This looks promising, possibility of even cheaper netbooks...
http://www.extremetech.com/article2/0,2845,2350193,00.aspWith 14 billion processors shipped to date, a whopping 4 billion of them in 2008, ARM is a silent giant in the computer industry. When a company that ships 90 processors a second wants to talk, I'm willing to at least hear them out. ARM has traditionally focused on the low-power mobile arena, but the company has come to realize that the same chips that decode Flash videos for cell phones can also do so on netbooks, set-top boxes, HDTVs, UMPCs, and so on. But ARM cores can't run Windows…or can they? And Linux-based OSes can't succeed on netbooks, right? Where will ARM chips play in the future of mobile computing?
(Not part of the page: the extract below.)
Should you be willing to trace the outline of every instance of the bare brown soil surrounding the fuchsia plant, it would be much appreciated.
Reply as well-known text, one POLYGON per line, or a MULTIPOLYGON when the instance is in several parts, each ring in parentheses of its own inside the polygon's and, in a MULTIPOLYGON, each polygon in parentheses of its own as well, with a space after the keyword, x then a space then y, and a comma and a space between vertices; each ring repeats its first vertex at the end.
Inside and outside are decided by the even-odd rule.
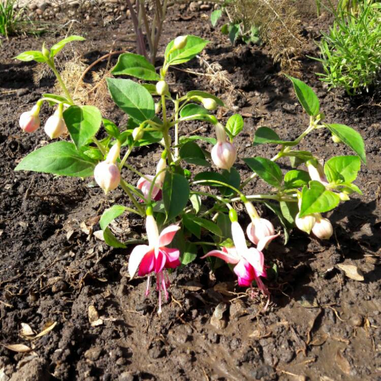
MULTIPOLYGON (((264 47, 232 47, 207 20, 200 22, 200 14, 190 13, 189 20, 179 15, 177 8, 170 10, 163 46, 172 36, 189 31, 212 41, 205 57, 228 71, 234 85, 233 104, 246 115, 237 141, 240 157, 271 157, 276 152, 273 146, 250 145, 260 125, 271 126, 284 139, 300 134, 308 119, 290 82, 279 75, 264 47)), ((326 25, 305 22, 308 35, 319 36, 320 27, 326 25)), ((109 24, 101 32, 89 22, 72 33, 87 37, 79 49, 89 63, 110 50, 112 39, 130 29, 128 20, 109 24)), ((313 74, 319 67, 308 58, 303 60, 303 79, 317 92, 327 120, 353 126, 365 140, 368 165, 356 180, 364 195, 328 213, 335 229, 330 241, 322 243, 294 230, 287 246, 280 239, 272 243, 266 263, 276 263, 279 274, 277 280, 267 282, 271 304, 266 312, 259 297, 242 294, 245 290, 237 287, 225 266, 214 276, 208 264, 197 260, 171 274, 170 301, 159 317, 154 290, 144 298, 145 279, 130 281, 126 276, 129 249, 112 249, 80 228, 85 222, 98 230, 98 218, 106 207, 115 201, 127 202, 120 190, 106 198, 91 179, 13 171, 22 157, 46 139, 43 129, 22 134, 18 115, 41 93, 51 91, 53 82, 48 78, 39 87, 34 85, 34 64, 12 57, 38 49, 42 41, 15 37, 4 41, 0 53, 0 341, 33 345, 35 354, 32 359, 30 354, 2 346, 0 371, 13 374, 12 380, 381 379, 381 270, 377 266, 381 108, 377 94, 350 99, 341 91, 327 92, 313 74), (340 262, 358 266, 365 280, 344 276, 335 267, 340 262), (222 329, 210 324, 219 303, 227 303, 227 327, 222 329), (90 326, 89 306, 105 318, 103 325, 90 326), (21 323, 40 332, 48 322, 57 325, 33 342, 19 336, 21 323), (20 367, 22 362, 26 365, 20 367)), ((113 49, 132 46, 119 39, 113 49)), ((316 54, 313 42, 306 53, 316 54)), ((197 59, 190 67, 202 70, 197 59)), ((211 88, 203 77, 173 71, 170 78, 172 88, 179 92, 197 88, 228 96, 224 90, 211 88)), ((49 112, 43 108, 42 120, 49 112)), ((117 123, 123 122, 116 107, 109 113, 117 123)), ((212 132, 200 122, 189 123, 183 131, 199 128, 205 135, 212 132)), ((325 159, 332 153, 350 153, 332 143, 325 131, 313 138, 301 149, 325 159)), ((154 147, 141 148, 132 162, 150 173, 154 155, 154 147)), ((237 168, 242 176, 248 174, 242 162, 237 168)), ((288 168, 286 162, 283 168, 288 168)), ((125 176, 137 180, 128 173, 125 176)), ((252 192, 266 189, 261 181, 250 186, 252 192)), ((263 213, 277 224, 271 213, 265 209, 263 213)), ((139 238, 142 220, 124 216, 118 227, 122 239, 139 238)))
I had a lengthy conversation with company executives earlier this week, who made a strong case for a transformation of the netbook market. They pointed out that processors like the Intel Atom have overshot the needs of the average consumer—that the rest of the system needs to catch up. And that's arguably true; in terms of performance, a Pentium CPU can surf the Web just fine, thank you very much. And in spite of efforts towards efficiency and battery life, most Atom-based netbooks just don't last that long, while ARM claims Cortex-A8 silicon can last through playback of three 2-hour movies or more than 9 hours of web browsing. That's impressive.